Depending on the requirements of the affiliation agreement between the site and the University, the documentation requested may be coordinated by or at the training site or facilitated by the University using campus-based programs or by an external agency. In all cases, the student is ultimately responsible for assuring the requirements have been satisfied, with documentation submitted in a timely manner per deadlines. Placement in experiential sites will depend on timely completion of prerequisites and student identification of preferences, but may be subject to a lottery system if supply and demand are mismatched. Students may be required to obtain their own transportation and to assume associated costs for their own automobile or public transportation to and from experiential sites.

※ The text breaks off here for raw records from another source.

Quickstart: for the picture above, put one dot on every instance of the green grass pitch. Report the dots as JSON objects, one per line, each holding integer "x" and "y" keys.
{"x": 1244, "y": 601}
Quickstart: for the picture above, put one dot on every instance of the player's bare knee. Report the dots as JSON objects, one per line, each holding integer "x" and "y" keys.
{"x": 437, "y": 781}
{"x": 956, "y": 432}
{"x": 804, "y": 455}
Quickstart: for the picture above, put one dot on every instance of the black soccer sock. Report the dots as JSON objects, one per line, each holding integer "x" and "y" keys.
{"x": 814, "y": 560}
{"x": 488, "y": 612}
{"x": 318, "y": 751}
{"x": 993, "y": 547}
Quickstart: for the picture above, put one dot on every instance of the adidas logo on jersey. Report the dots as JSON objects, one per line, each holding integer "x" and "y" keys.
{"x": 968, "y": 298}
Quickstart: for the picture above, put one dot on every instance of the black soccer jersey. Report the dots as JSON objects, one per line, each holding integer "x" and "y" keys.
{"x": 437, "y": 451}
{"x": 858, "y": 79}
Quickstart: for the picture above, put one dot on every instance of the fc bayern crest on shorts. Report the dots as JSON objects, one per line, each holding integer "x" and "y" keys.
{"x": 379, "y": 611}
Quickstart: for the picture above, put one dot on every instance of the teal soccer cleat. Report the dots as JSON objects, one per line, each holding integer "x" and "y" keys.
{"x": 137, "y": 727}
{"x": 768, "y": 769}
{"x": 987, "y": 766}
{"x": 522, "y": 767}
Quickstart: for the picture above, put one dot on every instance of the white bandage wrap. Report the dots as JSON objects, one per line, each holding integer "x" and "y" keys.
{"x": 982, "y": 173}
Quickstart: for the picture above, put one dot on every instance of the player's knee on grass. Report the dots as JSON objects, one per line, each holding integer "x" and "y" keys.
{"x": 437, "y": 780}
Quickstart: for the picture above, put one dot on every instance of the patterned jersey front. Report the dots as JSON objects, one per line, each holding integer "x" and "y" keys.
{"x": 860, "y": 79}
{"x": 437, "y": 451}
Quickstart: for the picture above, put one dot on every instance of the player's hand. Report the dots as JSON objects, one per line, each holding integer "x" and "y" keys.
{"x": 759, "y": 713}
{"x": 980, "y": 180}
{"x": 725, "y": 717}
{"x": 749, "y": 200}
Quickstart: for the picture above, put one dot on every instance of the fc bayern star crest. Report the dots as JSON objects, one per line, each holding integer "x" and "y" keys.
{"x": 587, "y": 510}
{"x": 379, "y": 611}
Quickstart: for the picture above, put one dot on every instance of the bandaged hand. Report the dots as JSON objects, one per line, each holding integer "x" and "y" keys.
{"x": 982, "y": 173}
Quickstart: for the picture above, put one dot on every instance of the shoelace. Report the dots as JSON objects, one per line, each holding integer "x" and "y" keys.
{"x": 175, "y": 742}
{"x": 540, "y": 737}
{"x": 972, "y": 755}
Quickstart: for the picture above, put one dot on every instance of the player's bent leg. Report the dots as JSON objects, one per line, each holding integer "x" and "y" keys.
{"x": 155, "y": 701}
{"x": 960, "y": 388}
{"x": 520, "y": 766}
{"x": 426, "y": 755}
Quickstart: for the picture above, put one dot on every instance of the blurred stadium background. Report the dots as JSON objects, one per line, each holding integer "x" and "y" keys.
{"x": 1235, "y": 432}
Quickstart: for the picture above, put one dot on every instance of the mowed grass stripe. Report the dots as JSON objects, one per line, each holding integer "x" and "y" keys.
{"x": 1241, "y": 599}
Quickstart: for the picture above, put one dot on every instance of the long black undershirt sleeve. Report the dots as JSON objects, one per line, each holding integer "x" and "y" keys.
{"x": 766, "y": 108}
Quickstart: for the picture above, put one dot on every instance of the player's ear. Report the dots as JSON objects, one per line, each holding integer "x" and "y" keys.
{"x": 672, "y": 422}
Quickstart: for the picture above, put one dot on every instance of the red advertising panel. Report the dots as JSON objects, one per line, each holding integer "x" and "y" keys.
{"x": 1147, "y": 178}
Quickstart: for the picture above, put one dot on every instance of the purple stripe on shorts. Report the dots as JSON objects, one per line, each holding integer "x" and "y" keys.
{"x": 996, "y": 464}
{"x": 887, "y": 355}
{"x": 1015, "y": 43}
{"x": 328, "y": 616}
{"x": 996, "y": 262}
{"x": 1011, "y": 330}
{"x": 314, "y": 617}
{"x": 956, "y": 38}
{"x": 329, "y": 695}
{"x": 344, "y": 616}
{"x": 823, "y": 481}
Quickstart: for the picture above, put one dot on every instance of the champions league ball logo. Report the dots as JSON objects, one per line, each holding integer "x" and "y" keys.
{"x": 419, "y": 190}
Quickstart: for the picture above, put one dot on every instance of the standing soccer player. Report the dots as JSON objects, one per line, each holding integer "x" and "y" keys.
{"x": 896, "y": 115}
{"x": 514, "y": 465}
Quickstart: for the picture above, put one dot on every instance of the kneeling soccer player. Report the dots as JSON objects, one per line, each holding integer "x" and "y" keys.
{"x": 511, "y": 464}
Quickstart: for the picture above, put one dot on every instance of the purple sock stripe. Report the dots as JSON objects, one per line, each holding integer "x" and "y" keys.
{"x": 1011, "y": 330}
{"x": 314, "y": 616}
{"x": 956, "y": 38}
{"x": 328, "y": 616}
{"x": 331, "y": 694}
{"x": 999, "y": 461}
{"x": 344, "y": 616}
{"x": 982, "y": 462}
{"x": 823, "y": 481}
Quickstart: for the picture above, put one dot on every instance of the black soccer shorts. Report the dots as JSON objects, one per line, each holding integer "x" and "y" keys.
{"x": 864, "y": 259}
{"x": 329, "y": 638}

If a student is unable to satisfy the requirements listed above, the University may be unable to place the student in an experiential education setting. As a result, the student may be unable to complete the graduation requirements outlined by the major and may be unable to obtain licensure. Specific licensure requirements for each state’s board of pharmacy and licensure examination pass rates for graduates can be found at the National Association of Boards of Pharmacy website (www.nabp.net).
Doctor of pharmacy students are expected to agree and comply with the conditions of the Pharmacy Practice Professionalism Agreement during pharmacy practice experiential coursework. A student unable to comply with the agreement may be removed from a rotation, may fail a rotation, or may be administratively withdrawn from the doctor of pharmacy program.